The defendant was convicted of distilling. The record shows the verdict of the jury and an adjudication of guilt, but fails to show that sentence was pronounced upon the defendant.
Section 2837, c. 53, Code 1907, provides that —
"From any final judgment or decree of the chancery, circuit, or courts of like jurisdiction, city or probate court, except in such cases as are otherwise directed by law, an appeal lies to the Supreme Court." *Page 370
Chapter 53 was amended by an act approved September 22, 1915 (Acts 1915, p. 711), and section 7 of said act reads as follows:
"That appeals in criminal cases must be taken at the time of sentence * * * or within six months thereafter in manner following: (a) An entry of record that defendant appeals from the judgment with or without suspension of judgment, as he may elect, to be taken at the time of judgment rendered, or: (b) the filing of a written statement signed by the defendant or his attorney that defendant appeals from the judgment; the statement to be filed within six months."
Section 7 of an act approved February 15, 1919 (Acts 1919, p. 84), is identical with section 7 of the act of 1915, supra.
Under the Code provision above referred to, appeals in felony cases could be taken from any final judgment.
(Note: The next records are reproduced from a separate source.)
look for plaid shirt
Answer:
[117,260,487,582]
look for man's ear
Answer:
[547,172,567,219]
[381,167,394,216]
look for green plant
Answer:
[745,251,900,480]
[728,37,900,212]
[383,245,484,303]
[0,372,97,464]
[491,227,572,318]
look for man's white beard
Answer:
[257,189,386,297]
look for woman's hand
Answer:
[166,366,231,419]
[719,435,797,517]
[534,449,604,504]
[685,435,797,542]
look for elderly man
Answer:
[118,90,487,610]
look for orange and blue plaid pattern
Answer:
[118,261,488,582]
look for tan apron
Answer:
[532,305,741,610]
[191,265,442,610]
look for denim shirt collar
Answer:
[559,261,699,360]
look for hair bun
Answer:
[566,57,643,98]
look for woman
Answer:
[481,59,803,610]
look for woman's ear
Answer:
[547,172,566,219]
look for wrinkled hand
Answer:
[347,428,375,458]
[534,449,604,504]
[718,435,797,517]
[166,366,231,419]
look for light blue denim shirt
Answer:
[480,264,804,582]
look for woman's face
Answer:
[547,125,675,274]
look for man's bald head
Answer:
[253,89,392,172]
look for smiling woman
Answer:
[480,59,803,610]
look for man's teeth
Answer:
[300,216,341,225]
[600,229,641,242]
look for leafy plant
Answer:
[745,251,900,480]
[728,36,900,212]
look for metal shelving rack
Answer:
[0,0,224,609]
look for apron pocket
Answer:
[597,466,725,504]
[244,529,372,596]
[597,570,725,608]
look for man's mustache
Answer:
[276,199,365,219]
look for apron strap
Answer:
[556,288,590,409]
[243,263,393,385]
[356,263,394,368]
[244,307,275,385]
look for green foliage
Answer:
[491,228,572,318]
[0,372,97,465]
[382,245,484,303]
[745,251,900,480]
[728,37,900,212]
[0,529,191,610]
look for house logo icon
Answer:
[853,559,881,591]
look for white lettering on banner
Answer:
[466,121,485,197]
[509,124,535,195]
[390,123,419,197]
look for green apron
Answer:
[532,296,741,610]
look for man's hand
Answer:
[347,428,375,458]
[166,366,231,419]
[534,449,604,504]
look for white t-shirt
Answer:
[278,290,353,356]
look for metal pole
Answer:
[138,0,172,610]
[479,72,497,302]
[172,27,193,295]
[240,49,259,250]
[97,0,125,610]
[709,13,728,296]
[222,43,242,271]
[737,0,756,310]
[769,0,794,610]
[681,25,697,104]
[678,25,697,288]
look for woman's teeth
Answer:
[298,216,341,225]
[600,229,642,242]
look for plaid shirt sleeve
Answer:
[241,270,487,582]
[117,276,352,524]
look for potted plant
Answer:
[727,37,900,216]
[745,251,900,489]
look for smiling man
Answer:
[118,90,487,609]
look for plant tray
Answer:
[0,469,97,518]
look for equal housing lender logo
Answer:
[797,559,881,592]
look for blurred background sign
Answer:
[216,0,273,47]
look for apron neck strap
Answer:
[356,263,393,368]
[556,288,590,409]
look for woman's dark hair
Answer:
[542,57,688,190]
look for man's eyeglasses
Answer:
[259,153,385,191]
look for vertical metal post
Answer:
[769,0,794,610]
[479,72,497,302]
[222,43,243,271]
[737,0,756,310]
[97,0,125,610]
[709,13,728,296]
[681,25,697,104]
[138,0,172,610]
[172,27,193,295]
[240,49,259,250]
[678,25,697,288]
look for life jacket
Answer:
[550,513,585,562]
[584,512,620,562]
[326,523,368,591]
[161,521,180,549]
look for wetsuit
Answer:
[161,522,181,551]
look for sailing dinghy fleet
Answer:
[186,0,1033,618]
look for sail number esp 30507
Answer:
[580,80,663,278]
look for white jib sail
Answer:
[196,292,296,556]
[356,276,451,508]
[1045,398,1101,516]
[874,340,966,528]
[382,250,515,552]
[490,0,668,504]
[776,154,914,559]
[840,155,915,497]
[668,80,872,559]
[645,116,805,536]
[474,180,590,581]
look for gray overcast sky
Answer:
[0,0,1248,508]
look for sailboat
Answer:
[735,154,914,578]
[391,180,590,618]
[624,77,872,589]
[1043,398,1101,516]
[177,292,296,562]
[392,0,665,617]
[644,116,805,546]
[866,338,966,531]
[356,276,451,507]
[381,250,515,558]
The act of 1915, supra, and the act of 1919, supra, require that appeals in criminal cases be taken at the time of sentence or confession of judgment or within six months thereafter. An appeal in criminal cases does not lie to the Supreme Court or the Court of Appeals until sentence is pronounced or confession of judgment taken. Acts 1919, p. 84, § 7; Hardeman v. State,202 Ala. 694, 81 So. 656; Yates v. State, 18 Ala. App. 435,93 So. 62; Collins v. State, 148 Ala. 667, 41 So. 672; Ayers v. State, 71 Ala. 11.
The appeal in the instant case, having been taken before sentence was pronounced on the defendant, was prematurely taken, and must be dismissed.